RE has been included in the GICS 11 sectors (S&P, MSCI) since 2016. The RE categories include REITs, RE operating companies (REOC – BAM, ARL), RE development companies (JOE), RE services companies (CBRE, JLL, CWK); however, the mortgage mREITs are excluded as those remain under the financial sector. In 2016, the old financial ETF XLF was split into the new financial ETF XLF & RE equity ETF XLRE.
Examples of RE EQUITY mutual funds (OEFs) include VGSLX, FRESX, CSJAX/ CSRSX, TCREX/ TRRSX/ TIREX; the ETFs include VNQ, XLRE, SCHH, IYR; the closed-end funds (CEFs) include RFI, RQI, IGR, JRS, NRO. Most funds broadened their mandate from REITs to RE equity after 2016.
The RE HYBRID funds include RE equity, fixed-income & convertibles; they have lesser volatility than RE equity funds. There are only a few such funds (FRIFX).
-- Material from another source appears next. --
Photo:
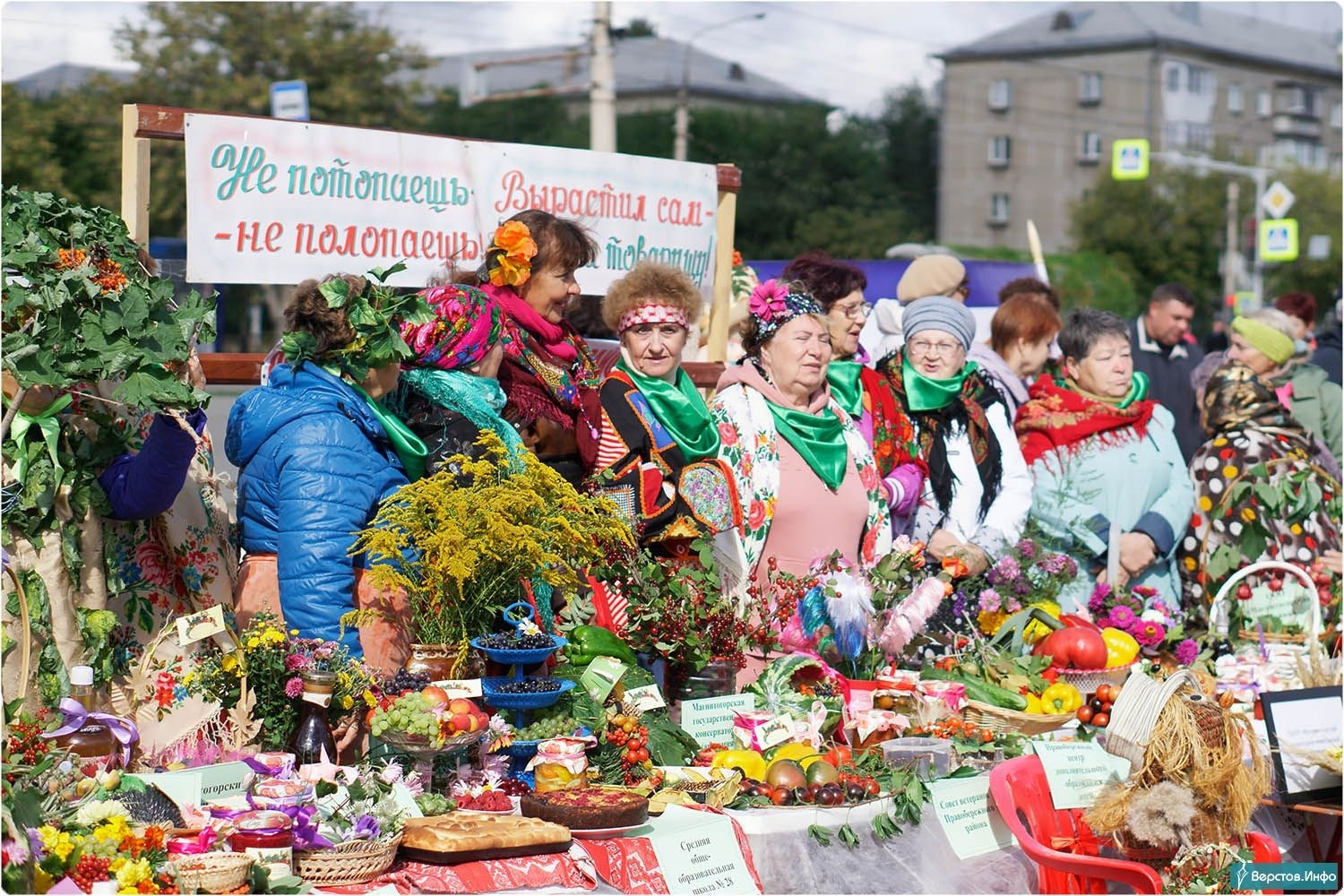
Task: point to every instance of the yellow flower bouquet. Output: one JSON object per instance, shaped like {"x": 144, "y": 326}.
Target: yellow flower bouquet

DIRECT RE is all/majority-owned & professionally managed RE but most funds are variable-annuities (VAs) or private funds. An example of the former is the TIAA Real Estate Account VA (QREARX) that has Liquidity-Guarantee of once-per-quarter withdrawal per account (but amounts aren’t restricted). In other such funds, there may be redemption restrictions, fees or gates.
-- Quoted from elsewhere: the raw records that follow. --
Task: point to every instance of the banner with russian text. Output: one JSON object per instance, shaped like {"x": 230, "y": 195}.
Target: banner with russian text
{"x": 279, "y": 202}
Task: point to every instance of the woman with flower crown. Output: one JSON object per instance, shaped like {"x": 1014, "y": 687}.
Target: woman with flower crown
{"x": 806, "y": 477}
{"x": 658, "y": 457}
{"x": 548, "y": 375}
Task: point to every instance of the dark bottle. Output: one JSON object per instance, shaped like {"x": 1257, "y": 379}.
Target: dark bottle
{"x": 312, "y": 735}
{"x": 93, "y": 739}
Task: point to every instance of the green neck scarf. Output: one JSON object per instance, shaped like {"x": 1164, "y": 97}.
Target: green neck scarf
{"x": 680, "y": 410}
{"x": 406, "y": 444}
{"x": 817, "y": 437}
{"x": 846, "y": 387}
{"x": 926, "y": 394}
Private or NONTRADED REITs/REs are illiquid & their redemption restrictions are described in their prospectuses – typically monthly (1-2%) & quarterly (5%) withdrawal limits as percentage of fund assets. So, they are easier to get in through advisors or brokers but are tougher to get out as there is no secondary market. The biggest nontraded RE is Blackstone BReit; there is also a smaller Starwood SReit. SEC & FINRA have issued investor alerts for nontraded REs as there have been consumer complaints that they were not adequately informed about their rules & restrictions (that are in long prospectuses).
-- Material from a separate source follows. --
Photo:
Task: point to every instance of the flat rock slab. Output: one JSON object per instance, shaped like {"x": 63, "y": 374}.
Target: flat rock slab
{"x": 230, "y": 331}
An indirect RE play is “homebuilders” ETFs ITB, XHB, PKB. These include homebuilding companies (DFH, LEN, PHM, TOL) & home-improvement product manufacturers & suppliers (HD, LOW, CARR, SHW). These react fast to interest rates, housing starts, home prices & home sales.
Leveraged mortgage mREITs (NLY, AGNC, STWD, BXMT, TWO) are still part of the financial sector (XLF). These highly leveraged MBS (bond) portfolios are very interest rate sensitive. mREITs ETFs include REM, MORT.
There are foreign & global RE funds. But RE in many countries may be more speculative & there may be PFIC tax issues for the US investors. The PFIC rules arise because there are many restrictions on funds in the US, but those restrictions may be different or lax in other countries. Among other things to level the playing field, the PFIC rules flow portfolio gains/losses through funds’ income statements & that may cause their income & dividends to be uneven or lumpy for the US investors; occasionally, the dividends may be skipped just because of these rules, but general situation with the fund may be normal.
The focus here has been on RE stocks & funds. But owning RE & renting may also suit many. It has advantages & disadvantages & may not be easily scalable.